The Loyalists, escaping the American Revolution by way of Nova Scotia, came to the area in 1780 or so, and agreed to pay the Passamaquoddies 25 pounds a year rent to stay at Qonasqamkuk, which they promptly renamed St. Andrews. And reneged on paying the rent. Less than five years went by before the newcomers chopped down a big cross marking the sacred native burial ground on the point and a complaint was lodged by the Indians to the government.

Most of the Passamaquoddy people then packed up and moved across the U.S. border to Pleasant Point, where they remain to this day. By the early 1900s the Town of St. Andrews sanctioned construction on the original burial ground, disturbing the sacred site. Some time later, the sweet grass field -- an important traditional native resource on Indian Point -- was destroyed (in an act amounting to high irony) to create the town's sewage lagoon, which was recently upgraded with a multi-million dollar expansion in 2009.

One family remained connected to Qonasqamkuk, specifically, the 100 acres of Indian Point. That group is the Akagi family, the product of marriage between a Japanese man and a half-Passamaquoddy woman who had remained on the land and maintained historical Passamaquoddy claim on the place.
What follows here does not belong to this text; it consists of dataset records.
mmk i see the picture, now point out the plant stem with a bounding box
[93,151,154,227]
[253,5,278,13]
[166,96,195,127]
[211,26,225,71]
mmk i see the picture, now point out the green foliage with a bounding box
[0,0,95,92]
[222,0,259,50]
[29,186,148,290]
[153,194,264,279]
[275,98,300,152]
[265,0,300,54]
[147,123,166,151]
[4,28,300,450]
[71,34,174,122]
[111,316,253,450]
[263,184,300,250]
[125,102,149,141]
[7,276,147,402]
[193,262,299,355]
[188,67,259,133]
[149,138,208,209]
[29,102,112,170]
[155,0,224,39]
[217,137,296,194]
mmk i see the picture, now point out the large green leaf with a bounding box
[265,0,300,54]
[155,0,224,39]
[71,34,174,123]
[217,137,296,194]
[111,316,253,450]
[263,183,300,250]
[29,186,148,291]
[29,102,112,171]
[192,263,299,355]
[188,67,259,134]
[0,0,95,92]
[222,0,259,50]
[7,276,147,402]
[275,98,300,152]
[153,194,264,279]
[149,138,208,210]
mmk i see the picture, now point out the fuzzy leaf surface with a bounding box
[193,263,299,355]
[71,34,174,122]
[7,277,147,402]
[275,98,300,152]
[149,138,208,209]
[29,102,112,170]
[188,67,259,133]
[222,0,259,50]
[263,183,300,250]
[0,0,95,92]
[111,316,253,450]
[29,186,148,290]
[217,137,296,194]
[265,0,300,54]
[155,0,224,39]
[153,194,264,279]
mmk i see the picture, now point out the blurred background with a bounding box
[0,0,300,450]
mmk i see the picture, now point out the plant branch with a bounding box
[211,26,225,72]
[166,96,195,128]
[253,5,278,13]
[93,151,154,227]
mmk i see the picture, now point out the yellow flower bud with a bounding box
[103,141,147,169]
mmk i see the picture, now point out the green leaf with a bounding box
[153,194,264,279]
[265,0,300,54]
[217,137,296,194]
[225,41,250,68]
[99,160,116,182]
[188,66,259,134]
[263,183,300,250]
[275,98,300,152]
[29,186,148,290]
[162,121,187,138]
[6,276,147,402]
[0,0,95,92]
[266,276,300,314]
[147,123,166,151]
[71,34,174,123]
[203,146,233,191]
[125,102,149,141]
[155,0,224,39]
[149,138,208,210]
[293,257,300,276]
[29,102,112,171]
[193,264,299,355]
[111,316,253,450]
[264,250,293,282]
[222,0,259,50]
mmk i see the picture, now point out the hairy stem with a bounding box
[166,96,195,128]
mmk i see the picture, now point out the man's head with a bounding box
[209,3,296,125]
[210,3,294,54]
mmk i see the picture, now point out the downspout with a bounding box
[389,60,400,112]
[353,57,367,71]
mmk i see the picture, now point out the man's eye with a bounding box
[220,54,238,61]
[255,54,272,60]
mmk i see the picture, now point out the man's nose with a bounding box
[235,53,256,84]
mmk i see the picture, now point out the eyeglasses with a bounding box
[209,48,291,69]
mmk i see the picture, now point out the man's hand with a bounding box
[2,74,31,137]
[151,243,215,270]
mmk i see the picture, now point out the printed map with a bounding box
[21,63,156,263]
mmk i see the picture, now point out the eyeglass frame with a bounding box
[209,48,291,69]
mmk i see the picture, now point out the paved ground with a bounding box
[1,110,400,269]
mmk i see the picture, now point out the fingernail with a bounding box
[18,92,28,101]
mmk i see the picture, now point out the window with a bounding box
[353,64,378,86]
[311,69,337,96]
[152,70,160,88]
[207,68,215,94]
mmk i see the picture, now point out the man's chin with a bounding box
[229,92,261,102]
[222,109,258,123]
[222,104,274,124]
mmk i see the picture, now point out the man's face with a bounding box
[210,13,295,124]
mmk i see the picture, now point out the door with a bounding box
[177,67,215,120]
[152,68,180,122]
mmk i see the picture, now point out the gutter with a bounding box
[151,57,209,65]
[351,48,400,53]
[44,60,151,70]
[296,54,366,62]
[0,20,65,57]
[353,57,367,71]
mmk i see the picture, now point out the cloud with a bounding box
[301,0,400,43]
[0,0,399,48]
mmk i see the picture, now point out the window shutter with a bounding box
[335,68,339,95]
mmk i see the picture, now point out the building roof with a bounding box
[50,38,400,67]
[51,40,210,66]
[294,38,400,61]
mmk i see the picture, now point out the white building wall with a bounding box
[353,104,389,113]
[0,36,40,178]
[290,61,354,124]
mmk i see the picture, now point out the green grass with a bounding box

Today, the Chief of the Passamaquoddy Tribe, Hugh Akagi, and his extended family, still live of the site.

Local gossip has it that over decades the Akagis were put under considerable pressure to give up their land to the town, including as I've heard it said, a threat to take their children away if they did not comply. In any event, the Akagi families stayed intact and the town secured title of the land--land that the townspeople had never leased, purchased or legally acquired at any point in time.

By the early 1990s development, perhaps to raise tax revenues, was much on the minds of some local town councilors. In 1992, they took the Passamaquoddies to court to secure "quiet title" of the 100 acres of Indian Point, a case which they won, leaving the Akagi family just seven acres.

Throughout the rest of the decade the town council was approached to develop high-end housing on the point. Each time the proposals failed. Finally, the Kiwanis Club was more successful in its proposal to build the famous RV park on the oceanfront -- which rather conveniently generates a lot of profit, a good chunk of which goes directly to the Town of St. Andrews every year. So the point has been repurposed from sacred burial ground to sacred cash cow.

Fast forward to this year. Another housing development proposal landed on the town council's agenda. Councillor Mary Myers worked diligently to get council to put Indian Point into a "public land trust" for the people of St. Andrews to enjoy in perpetuity. One has to wonder how the Akagi family and the rest of the remaining Passamaquoddy people feel about her patronizing gesture.

And just how should we feel about it? Well, native peoples across Canada have been working directly with the federal government on treaties for the last 200 years or more. Land claims, both historical and recent, have been negotiated and many settled. But here in this lost corner of New Brunswick the entire issue seems to have been rendered invisible and irrelevant by the Loyalists and their ancestors who still run the place. It's as if the Passamaquoddies had never existed, except for presence of their name on the bay lapping on the town's waterfront.

If we were a moral and honorable people what should happen would be exactly opposite to what has already happened. The 100 acres of land should be returned, immediately, to the Chief of the Passamaquoddy Tribe. The federal and provincial governments should generously contribute a hundred or more millions of dollars to the tribe to make restitution for the theft of the St. Andrews town site and occupying it illegally for 227 years.

I am sure they would be as good or better stewards of that land than we've been, what with our building of sewage lagoons and RV parking lots.

Of course, many long-term residents of St. Andrews might think this solution is outrageous. But imagine how we would feel if a wave of foreigners came and took over all the best available land around our town? Would we be as gracious as the Akagis and Passamaquoddies have been?

Given our history I highly doubt it.